Appalti pubblici: ANAC approva il nuovo Manuale sulla qualificazione SOA

Aggiornati criteri e procedure per attestazioni SOA, cessioni di azienda e avvalimento secondo il nuovo Codice Appalti e Correttivo

di Redazione tecnica - 29/10/2025

Novità per la qualificazione degli operatori economici per l’esecuzione di lavori pubblici sopra i 150.000 euro: con la delibera del 22 ottobre 2025, n. 413, ANAC ha approvato il nuovo “Manuale sull’attività di qualificazione per l’esecuzione di lavori pubblici di importo superiore a 150.000 euro”, aggiornando il testo adottato con il Comunicato del Presidente del 16 ottobre 2014, pubblicato nella GURI il 28 ottobre dello stesso anno.

Qualificazione SOA: ANAC approva il nuovo Manuale

Il provvedimento recepisce le novità introdotte dal d.Lgs. n. 36/2023 e dal d.Lgs. n. 209/2024 (“Correttivo Codice”), armonizzando le regole sulla qualificazione con la nuova impostazione del Codice, che disciplina il sistema direttamente attraverso gli allegati II.12 e II.18.

Oltre all’aggiornamento dei riferimenti normativi, il Manuale integra i più recenti Comunicati del Presidente ANAC e i principali orientamenti giurisprudenziali maturati dopo il 2014, con l’obiettivo di fornire alle SOA e agli operatori economici indicazioni univoche per la corretta attestazione dei requisiti.

Tra gli interventi più rilevanti:

  • l’inserimento di un paragrafo dedicato alla qualificazione delle reti d’impresa, equiparate ai consorzi stabili quando ricorrono i presupposti;
  • la revisione dei criteri di utilizzo dei rami d’azienda nei processi di qualificazione;
  • la definizione di nuove regole operative sull’avvalimento ai fini dell’attestazione.

Cessioni di azienda: requisiti “attuali” e limite semestrale

Uno dei passaggi più significativi riguarda la qualificazione attraverso i trasferimenti aziendali.

Poiché il legislatore ha confermato in 15 anni il periodo di attività documentabile ai fini della qualificazione, ANAC ha evidenziato il rischio di considerare requisiti non più attuali per rami d’azienda acquisiti da tempo.

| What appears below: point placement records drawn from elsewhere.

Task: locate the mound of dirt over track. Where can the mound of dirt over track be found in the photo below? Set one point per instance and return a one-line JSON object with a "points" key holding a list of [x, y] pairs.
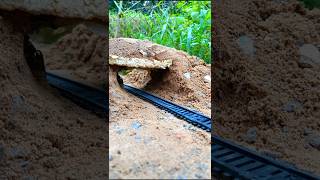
{"points": [[187, 81], [267, 79], [42, 135], [146, 142]]}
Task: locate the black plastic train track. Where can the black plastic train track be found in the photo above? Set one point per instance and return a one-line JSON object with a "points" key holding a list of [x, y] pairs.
{"points": [[229, 160], [190, 116], [84, 95]]}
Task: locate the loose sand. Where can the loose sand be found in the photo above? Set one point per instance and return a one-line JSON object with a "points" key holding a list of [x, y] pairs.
{"points": [[43, 135], [146, 142], [266, 100]]}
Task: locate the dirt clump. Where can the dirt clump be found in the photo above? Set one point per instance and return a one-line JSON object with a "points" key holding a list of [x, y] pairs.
{"points": [[42, 135], [138, 130], [265, 97], [171, 83], [80, 54]]}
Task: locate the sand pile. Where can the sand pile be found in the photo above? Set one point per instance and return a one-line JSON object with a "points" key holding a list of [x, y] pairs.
{"points": [[43, 135], [82, 54], [186, 81], [146, 142], [267, 89]]}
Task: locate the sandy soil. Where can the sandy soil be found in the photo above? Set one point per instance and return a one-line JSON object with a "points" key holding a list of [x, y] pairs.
{"points": [[264, 98], [146, 142], [81, 53], [43, 135]]}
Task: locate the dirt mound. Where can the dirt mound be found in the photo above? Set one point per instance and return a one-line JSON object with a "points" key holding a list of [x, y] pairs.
{"points": [[185, 82], [265, 97], [146, 142], [41, 134], [82, 53]]}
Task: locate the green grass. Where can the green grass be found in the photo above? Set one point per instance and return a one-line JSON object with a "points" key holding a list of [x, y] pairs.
{"points": [[185, 26]]}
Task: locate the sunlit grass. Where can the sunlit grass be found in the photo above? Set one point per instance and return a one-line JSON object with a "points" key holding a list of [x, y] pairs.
{"points": [[188, 30]]}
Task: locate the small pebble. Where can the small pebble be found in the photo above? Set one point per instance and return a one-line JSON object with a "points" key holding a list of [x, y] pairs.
{"points": [[187, 75], [314, 141], [309, 56], [246, 44], [207, 79], [292, 106], [136, 125]]}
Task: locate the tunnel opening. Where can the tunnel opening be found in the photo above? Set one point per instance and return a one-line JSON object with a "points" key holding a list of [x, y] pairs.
{"points": [[141, 78]]}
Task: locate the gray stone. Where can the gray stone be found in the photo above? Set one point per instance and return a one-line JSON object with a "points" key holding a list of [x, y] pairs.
{"points": [[187, 75], [305, 62], [17, 152], [246, 44], [207, 79], [251, 135], [314, 141], [307, 131], [136, 125], [292, 106], [309, 56]]}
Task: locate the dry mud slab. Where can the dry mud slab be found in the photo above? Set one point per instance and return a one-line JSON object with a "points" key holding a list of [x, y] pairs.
{"points": [[146, 142], [43, 135], [80, 54], [266, 88]]}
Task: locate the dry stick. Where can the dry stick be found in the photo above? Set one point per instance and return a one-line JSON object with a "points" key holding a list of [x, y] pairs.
{"points": [[139, 62]]}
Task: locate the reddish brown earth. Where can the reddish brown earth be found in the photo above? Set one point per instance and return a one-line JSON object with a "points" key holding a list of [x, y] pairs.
{"points": [[266, 100], [42, 135], [146, 142]]}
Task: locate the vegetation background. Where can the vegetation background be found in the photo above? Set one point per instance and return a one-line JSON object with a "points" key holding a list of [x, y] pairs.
{"points": [[184, 25]]}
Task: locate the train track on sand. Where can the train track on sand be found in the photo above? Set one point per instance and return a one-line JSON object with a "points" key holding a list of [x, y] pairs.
{"points": [[229, 160]]}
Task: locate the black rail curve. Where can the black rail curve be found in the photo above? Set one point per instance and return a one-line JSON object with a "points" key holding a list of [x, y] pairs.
{"points": [[231, 161], [88, 97], [190, 116]]}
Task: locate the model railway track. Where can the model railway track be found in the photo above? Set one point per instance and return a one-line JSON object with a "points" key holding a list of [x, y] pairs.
{"points": [[190, 116], [234, 162], [85, 96], [229, 160]]}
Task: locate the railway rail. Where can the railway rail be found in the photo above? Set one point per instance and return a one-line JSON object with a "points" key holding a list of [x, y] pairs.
{"points": [[229, 161], [84, 95]]}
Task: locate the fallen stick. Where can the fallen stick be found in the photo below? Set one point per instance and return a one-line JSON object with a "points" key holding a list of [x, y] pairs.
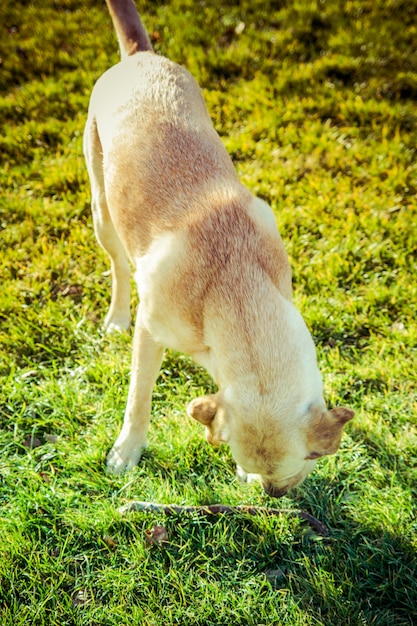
{"points": [[216, 509]]}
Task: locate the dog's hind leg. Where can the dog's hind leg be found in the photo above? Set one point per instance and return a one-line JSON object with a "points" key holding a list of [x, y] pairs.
{"points": [[118, 316], [146, 362]]}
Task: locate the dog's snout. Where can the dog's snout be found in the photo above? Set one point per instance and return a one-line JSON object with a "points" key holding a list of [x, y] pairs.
{"points": [[274, 491]]}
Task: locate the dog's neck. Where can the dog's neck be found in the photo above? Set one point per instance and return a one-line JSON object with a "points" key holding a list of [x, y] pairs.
{"points": [[268, 346]]}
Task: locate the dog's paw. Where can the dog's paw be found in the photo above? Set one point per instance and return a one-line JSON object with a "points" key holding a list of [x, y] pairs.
{"points": [[117, 323], [124, 456], [244, 477]]}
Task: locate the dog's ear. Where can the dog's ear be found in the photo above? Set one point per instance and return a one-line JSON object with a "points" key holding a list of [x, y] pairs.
{"points": [[324, 431], [208, 411]]}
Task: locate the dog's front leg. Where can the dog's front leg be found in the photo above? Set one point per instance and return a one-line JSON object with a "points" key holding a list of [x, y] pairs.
{"points": [[146, 362]]}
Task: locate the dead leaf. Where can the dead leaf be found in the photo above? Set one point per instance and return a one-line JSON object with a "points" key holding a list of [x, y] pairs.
{"points": [[157, 535]]}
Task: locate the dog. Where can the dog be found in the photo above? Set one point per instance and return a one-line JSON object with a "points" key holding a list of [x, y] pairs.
{"points": [[212, 273]]}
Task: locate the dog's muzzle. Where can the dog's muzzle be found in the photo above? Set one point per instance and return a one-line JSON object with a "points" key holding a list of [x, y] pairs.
{"points": [[275, 492]]}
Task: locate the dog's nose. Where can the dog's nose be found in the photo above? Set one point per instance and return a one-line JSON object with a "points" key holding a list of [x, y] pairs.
{"points": [[275, 492]]}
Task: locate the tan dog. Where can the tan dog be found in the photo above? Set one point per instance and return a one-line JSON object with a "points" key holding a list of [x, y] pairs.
{"points": [[212, 273]]}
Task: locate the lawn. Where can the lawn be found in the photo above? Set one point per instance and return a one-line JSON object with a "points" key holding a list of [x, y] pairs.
{"points": [[315, 101]]}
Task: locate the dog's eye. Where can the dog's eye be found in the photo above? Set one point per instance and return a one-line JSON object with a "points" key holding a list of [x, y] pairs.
{"points": [[313, 455]]}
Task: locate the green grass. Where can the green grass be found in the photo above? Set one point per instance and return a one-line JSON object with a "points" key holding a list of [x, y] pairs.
{"points": [[315, 101]]}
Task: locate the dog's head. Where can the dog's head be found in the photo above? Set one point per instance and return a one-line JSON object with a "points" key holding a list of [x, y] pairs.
{"points": [[281, 452]]}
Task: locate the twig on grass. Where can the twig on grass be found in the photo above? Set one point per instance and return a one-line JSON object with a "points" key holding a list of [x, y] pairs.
{"points": [[216, 509]]}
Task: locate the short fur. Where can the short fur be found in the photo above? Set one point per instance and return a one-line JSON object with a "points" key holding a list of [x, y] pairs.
{"points": [[211, 269]]}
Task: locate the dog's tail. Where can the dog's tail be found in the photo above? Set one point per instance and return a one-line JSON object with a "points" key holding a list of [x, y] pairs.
{"points": [[130, 31]]}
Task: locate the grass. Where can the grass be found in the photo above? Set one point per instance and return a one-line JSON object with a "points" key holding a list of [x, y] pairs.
{"points": [[315, 101]]}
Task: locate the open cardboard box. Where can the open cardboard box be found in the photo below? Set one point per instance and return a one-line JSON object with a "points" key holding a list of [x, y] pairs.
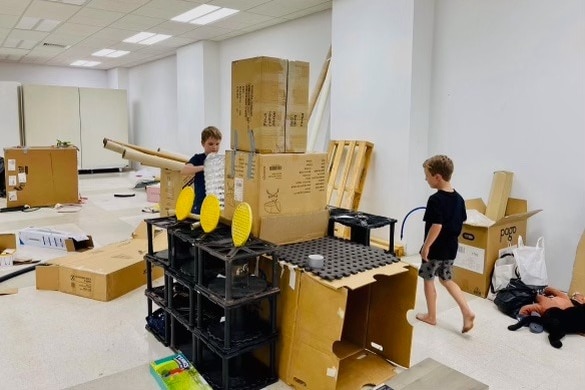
{"points": [[578, 280], [344, 334], [481, 246], [102, 273]]}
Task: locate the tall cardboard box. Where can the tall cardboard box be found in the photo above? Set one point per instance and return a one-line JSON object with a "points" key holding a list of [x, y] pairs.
{"points": [[480, 245], [287, 193], [578, 279], [344, 334], [41, 176], [270, 99]]}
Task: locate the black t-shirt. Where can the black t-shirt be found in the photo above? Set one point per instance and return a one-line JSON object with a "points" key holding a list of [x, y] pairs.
{"points": [[199, 182], [446, 209]]}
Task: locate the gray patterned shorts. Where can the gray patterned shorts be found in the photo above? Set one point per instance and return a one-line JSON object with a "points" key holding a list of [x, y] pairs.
{"points": [[441, 268]]}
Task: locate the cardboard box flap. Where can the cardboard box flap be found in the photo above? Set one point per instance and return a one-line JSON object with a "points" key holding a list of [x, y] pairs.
{"points": [[475, 204], [516, 217], [578, 280], [366, 277], [7, 241]]}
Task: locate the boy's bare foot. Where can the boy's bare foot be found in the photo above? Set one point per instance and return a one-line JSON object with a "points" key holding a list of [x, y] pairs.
{"points": [[468, 323], [424, 317]]}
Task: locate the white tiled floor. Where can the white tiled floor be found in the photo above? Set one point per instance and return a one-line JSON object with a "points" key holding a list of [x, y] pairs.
{"points": [[51, 340]]}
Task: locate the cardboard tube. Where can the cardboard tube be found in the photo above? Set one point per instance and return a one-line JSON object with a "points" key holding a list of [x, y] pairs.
{"points": [[112, 144], [153, 161]]}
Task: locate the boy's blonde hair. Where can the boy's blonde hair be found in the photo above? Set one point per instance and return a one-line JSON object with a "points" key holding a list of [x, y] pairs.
{"points": [[210, 132], [439, 164]]}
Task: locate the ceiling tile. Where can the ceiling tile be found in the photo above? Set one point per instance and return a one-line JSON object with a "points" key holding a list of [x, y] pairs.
{"points": [[96, 17], [13, 7], [117, 5], [50, 10], [164, 8], [8, 21], [205, 32], [136, 22], [27, 35], [241, 5], [241, 20]]}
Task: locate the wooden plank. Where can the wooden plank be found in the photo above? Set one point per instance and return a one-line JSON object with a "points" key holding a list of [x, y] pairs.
{"points": [[348, 165]]}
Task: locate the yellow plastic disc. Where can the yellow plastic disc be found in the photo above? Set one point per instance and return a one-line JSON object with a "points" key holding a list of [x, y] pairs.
{"points": [[241, 224], [184, 203], [210, 211]]}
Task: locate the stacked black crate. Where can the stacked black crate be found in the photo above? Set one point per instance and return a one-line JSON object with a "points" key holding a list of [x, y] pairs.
{"points": [[219, 304]]}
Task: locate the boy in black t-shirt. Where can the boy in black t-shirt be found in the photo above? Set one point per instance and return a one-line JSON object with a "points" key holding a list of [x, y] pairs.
{"points": [[210, 140], [444, 217]]}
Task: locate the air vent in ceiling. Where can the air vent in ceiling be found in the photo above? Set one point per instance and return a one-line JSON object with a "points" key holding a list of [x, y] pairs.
{"points": [[47, 44]]}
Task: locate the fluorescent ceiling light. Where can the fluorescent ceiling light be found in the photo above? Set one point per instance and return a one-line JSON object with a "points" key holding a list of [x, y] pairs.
{"points": [[75, 2], [139, 37], [19, 44], [85, 63], [195, 13], [47, 25], [146, 38], [110, 53], [214, 16], [155, 39]]}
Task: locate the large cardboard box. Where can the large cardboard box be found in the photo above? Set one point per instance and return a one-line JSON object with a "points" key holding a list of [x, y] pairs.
{"points": [[7, 249], [269, 105], [481, 245], [103, 273], [41, 176], [287, 194], [344, 334], [578, 280]]}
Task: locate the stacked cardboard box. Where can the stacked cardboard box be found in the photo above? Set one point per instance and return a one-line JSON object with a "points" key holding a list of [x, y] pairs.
{"points": [[41, 176], [268, 166]]}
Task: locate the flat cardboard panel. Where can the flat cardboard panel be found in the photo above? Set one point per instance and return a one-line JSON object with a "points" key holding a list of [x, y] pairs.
{"points": [[41, 176], [261, 89], [277, 186], [578, 280], [499, 194]]}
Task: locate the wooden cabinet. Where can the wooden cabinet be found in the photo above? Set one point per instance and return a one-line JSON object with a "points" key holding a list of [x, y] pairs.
{"points": [[82, 116]]}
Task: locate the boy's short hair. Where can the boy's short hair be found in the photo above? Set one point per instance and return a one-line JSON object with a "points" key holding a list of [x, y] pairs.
{"points": [[439, 164], [210, 132]]}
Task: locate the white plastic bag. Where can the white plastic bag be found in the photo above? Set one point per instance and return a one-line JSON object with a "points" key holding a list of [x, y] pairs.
{"points": [[505, 269], [531, 264]]}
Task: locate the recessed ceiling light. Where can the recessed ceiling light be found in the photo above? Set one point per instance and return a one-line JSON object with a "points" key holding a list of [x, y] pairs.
{"points": [[110, 53], [195, 13], [146, 38], [30, 23], [214, 16], [74, 2], [85, 63]]}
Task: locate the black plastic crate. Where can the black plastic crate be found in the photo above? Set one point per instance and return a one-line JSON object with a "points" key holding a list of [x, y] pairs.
{"points": [[251, 370]]}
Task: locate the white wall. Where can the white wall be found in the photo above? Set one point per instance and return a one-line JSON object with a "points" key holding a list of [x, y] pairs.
{"points": [[53, 75], [509, 93], [152, 96]]}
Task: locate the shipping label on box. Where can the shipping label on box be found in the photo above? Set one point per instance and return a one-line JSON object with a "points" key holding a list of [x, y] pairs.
{"points": [[41, 176]]}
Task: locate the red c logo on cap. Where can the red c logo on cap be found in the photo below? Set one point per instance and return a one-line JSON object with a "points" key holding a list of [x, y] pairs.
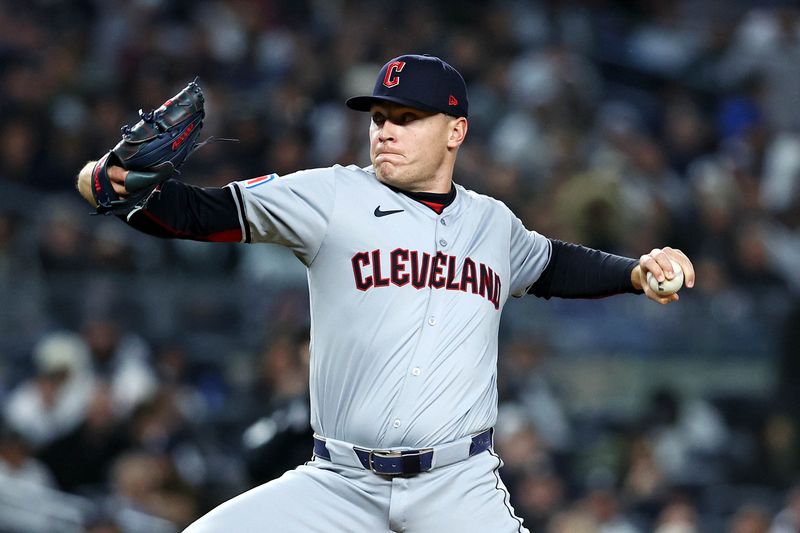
{"points": [[391, 79]]}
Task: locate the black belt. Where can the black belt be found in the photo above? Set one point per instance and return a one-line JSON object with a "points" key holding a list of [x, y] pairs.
{"points": [[402, 462]]}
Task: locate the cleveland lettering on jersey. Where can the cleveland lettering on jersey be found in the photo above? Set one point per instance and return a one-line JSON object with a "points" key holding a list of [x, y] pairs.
{"points": [[401, 267]]}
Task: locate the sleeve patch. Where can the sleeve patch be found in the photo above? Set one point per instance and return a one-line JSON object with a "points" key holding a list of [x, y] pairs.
{"points": [[261, 180]]}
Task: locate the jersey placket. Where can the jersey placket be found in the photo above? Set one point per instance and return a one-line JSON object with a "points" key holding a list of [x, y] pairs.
{"points": [[415, 371]]}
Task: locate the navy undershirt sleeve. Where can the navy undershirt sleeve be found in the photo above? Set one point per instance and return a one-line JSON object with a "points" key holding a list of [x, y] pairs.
{"points": [[575, 271], [178, 210]]}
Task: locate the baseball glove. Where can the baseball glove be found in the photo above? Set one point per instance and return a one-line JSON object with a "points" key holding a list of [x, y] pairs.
{"points": [[152, 151]]}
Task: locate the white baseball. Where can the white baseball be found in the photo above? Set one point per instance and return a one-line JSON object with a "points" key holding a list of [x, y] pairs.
{"points": [[668, 286]]}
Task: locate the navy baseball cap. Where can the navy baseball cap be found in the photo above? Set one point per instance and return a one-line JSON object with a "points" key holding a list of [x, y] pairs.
{"points": [[419, 81]]}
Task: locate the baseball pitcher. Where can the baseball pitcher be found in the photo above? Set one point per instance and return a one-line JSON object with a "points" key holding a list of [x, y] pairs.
{"points": [[408, 274]]}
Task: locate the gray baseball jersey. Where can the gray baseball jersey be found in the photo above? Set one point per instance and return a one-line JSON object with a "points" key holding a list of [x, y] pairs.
{"points": [[405, 302], [405, 311]]}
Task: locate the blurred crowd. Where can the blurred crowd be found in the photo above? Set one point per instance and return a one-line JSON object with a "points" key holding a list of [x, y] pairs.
{"points": [[153, 379]]}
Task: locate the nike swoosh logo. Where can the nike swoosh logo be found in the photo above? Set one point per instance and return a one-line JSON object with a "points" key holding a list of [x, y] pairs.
{"points": [[379, 213]]}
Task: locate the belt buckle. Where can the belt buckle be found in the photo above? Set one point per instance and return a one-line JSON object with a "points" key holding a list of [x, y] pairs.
{"points": [[392, 454]]}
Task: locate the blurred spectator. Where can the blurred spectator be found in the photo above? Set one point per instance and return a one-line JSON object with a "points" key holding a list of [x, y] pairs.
{"points": [[617, 125], [604, 506], [788, 519], [18, 463], [145, 483], [750, 519], [80, 459], [54, 400], [122, 359], [278, 438], [688, 438]]}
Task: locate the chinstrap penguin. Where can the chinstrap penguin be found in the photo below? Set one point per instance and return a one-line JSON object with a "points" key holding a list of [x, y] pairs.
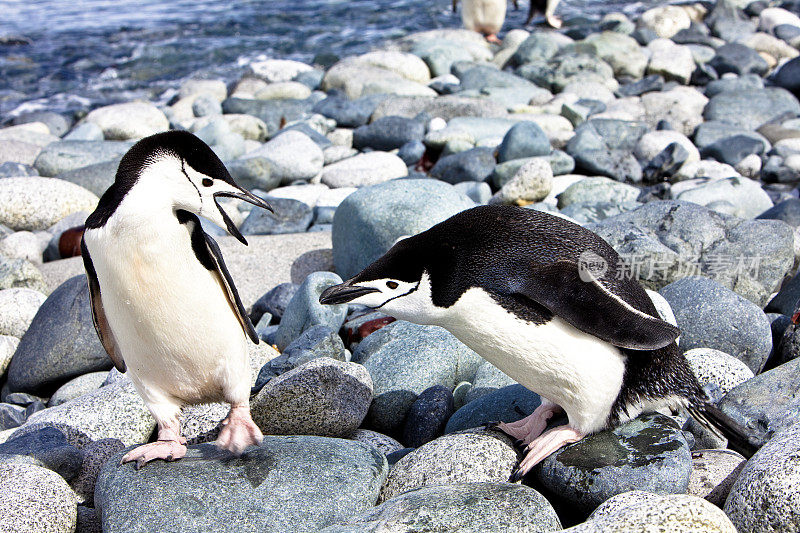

Il nuovo Manuale introduce quindi un principio di attualità:

  • se l’impresa cessionaria richiede la valutazione di un ramo aziendale oltre sei mesi dalla stipula dell’atto di cessione, dovrà dimostrare di aver maturato requisiti propri nell’ambito di attività del ramo acquisito;
  • il termine di sei mesi è considerato congruo per assicurare la piena integrazione del ramo nel complesso aziendale del soggetto acquirente.

Questa impostazione mira a rafforzare il legame tra requisiti posseduti e capacità produttiva effettiva, evitando qualificazioni meramente formali basate su acquisizioni datate.

Avvalimento: condizioni preliminari e limiti temporali

La delibera introduce un approccio più stringente anche per l’avvalimento, utilizzabile per ottenere l’attestazione di qualificazione.

Tenendo conto del consolidato orientamento giurisprudenziale e delle indicazioni del Codice, ANAC stabilisce due condizioni preliminari e un limite temporale per la verifica dei requisiti dell’impresa ausiliaria:

  • l’ultimo bilancio dell’impresa ausiliaria deve risultare depositato entro 18 mesi dalla sottoscrizione del contratto di attestazione da parte dell’ausiliata;
  • deve essere rispettato il primo indicatore della reale funzionalità/produttività, in analogia con quanto previsto per le cessioni d’azienda;
  • i requisiti da portare in valutazione dell’ausiliaria devono riferirsi a un arco temporale non superiore a sette anni antecedenti la stipula del contratto di avvalimento.

Queste disposizioni rafforzano il principio di affidabilità e attualità dei requisiti, assicurando che l’avvalimento non diventi uno strumento di mera sostituzione documentale, ma rifletta una reale capacità tecnica ed economica dell’ausiliaria.

Conclusioni

Il Manuale rappresenta il riferimento operativo unico per la qualificazione degli esecutori di lavori pubblici di importo superiore a 150.000 euro, che possono contare sull’allineamento del sistema di qualificazione SOA al nuovo impianto del Codice dei contratti pubblici, garantendo maggiore coerenza tra normativa, prassi e controllo.

Per stazioni appaltanti, imprese e organismi di attestazione, le principali novità si traducono in:

  • verifiche più rigorose sulle cessioni di azienda e sulla reale integrazione dei rami acquisiti;
  • controlli stringenti sull’attualità dei bilanci e sulla produttività delle imprese ausiliarie;
  • applicazione uniforme dei principi del Codice anche a reti e consorzi stabili.